Hosteria Lago Gray was four-unit prefab blocks with siding, five of them facing one another with driftwood placed deftly in between. The dining room - and this was the only place you could eat for miles around - had ample seating. The common area, alas, was sadly lacking, too small by half, so any one group could dominate.
Instead of going inside, we visited with the chef. He threw meat to a nearly domestic fox, which warily came within feet to grab it. The chef whistled for that fox like for a dog. Outside, one happy bird perched behind the common building, worm writhing in its beak. White and black sea birds cruised the icebergs in pairs close to the surface of the water, one of each pair in full throat.
Five hundred meters across the water at the close end of the sand bar sat the hosteria’s low red boat. It looked like holding maybe forty - so it must have been an attraction park-wide, carrying passengers through the bergs up to Glacier Gray.
It was parked now, though, grounded up against a bergy bit. The hosteria, or the captain at least, was being punished for sailing too close to the bergs.
•••••
The Alps are massive and majestic. The Torres del Paine only reach three thousand something meters versus Mont Blanc’s 4260. But the Alps have been domesticated, everywhere you go, all the way up onto the slopes. Cowbells tinkle. Farmers keep track of their livestock. Every village is prim.
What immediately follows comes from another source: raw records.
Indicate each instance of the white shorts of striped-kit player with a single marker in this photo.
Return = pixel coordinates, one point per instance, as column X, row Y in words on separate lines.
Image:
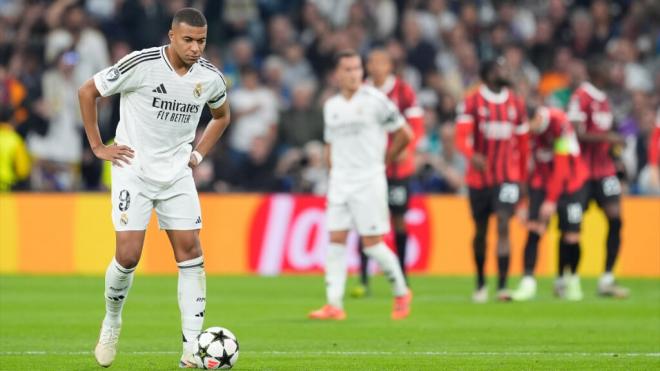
column 361, row 205
column 133, row 199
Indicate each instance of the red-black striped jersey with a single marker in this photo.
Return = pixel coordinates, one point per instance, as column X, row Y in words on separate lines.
column 404, row 97
column 494, row 125
column 590, row 110
column 558, row 167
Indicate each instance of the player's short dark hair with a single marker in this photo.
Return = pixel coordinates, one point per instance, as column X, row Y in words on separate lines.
column 189, row 16
column 346, row 53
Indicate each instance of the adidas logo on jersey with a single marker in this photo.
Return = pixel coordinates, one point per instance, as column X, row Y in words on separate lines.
column 160, row 89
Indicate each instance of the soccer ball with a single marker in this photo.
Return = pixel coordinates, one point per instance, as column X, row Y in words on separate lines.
column 216, row 348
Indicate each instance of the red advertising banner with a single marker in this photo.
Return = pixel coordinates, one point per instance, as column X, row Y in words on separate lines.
column 288, row 234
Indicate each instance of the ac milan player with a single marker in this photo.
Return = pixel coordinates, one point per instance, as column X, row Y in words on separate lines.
column 380, row 69
column 589, row 111
column 654, row 156
column 555, row 184
column 492, row 132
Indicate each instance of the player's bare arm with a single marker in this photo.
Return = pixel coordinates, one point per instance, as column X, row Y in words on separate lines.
column 400, row 140
column 87, row 95
column 213, row 132
column 326, row 155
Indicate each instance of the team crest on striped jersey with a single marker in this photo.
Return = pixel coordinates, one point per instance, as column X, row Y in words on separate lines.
column 112, row 74
column 197, row 92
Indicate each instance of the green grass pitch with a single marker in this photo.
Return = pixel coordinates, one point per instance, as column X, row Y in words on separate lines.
column 51, row 323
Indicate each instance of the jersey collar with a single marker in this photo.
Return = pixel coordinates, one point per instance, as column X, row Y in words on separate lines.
column 497, row 98
column 593, row 91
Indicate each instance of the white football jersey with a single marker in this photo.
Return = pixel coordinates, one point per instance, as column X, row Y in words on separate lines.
column 357, row 131
column 160, row 110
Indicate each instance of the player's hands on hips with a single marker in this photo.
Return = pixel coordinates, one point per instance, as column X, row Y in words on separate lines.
column 478, row 161
column 193, row 162
column 114, row 153
column 547, row 209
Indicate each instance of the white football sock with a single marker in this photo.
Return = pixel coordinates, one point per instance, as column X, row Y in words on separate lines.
column 192, row 299
column 389, row 264
column 118, row 281
column 335, row 274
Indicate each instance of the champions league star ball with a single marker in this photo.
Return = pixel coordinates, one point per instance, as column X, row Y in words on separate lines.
column 216, row 348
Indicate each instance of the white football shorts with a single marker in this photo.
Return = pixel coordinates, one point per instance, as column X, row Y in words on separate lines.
column 177, row 205
column 360, row 205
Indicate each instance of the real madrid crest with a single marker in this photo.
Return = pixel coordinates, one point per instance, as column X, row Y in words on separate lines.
column 197, row 92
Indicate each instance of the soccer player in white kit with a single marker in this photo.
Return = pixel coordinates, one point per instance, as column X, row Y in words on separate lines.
column 163, row 91
column 357, row 123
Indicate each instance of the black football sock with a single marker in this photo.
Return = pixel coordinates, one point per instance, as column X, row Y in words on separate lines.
column 574, row 249
column 364, row 266
column 531, row 251
column 479, row 247
column 503, row 271
column 564, row 258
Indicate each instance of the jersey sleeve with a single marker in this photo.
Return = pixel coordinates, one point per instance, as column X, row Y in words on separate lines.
column 576, row 112
column 388, row 114
column 465, row 127
column 219, row 96
column 124, row 76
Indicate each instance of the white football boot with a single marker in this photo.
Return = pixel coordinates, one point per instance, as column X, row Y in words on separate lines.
column 106, row 348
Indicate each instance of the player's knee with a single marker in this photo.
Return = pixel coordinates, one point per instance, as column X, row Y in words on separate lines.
column 570, row 237
column 190, row 246
column 127, row 259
It’s the vastness around the Torres, the silence. There are no houses, no farms. Land isn’t delineated by perpendiculars. No fences to keep anything in or out. Nothing, except for the snow and the big rocks, and the water and the animals and the silence. That’s what you’re after in a place like this, but too often you find yourself in the common room with strangers, hearing about things like Kurt’s blister.
“It’s out to here,” Kurt said several times, showing a distance between his finger and thumb. The wife of Kurt would then chirp something like “He’s not very athletic.” That was galling because she clearly never auditioned for Buns of Steel.
There are always people like that, though, fighting their petty wars, and Kurt was a good enough old guy, running a party of five, some of them sullen kids.
Maps was what Kurt liked and he’d sink his head deeper into his maps to ignore his wife. The wife of Kurt liked showing people things. She’d go back to the room (“Wait right here,” she’d command) to get some page that she’d printed off the internet. Or she’d inflict her sack of trail mix on a very dubious little boy.
Each time she got loud Kurt would move his face closer to his map and trace lines on it with his finger.
The wife of Kurt had a running disagreement with Kurt over the price of gas, or benzene, as they called it here. Kurt had heard they were getting six dollars a litre out of jerrycans back at Posada Serrano and the wife of Kurt wouldn’t hear of it.
She worked herself up to high dudgeon (although high is pretty much the only way dudgeon comes) as she asked the dubious little boy’s father if he knew the price of benzene, and he allowed that he’d got some and it was close to the normal price.
“See Kurt! Six dollars a litre is impossible! I thought six dollars a litre was impossible. Did you hear that Kurt? I told you six dollars a litre was impossible. Kurt, this man says it’s not any six dollars a litre. Kurt thought gas cost six dollars a litre!”
And Kurt pulled the edge of the map nearest his wife nearly to his ear and the little boy’s father, who had a naturally puzzled, disheveled look, tried to find somebody else to talk to.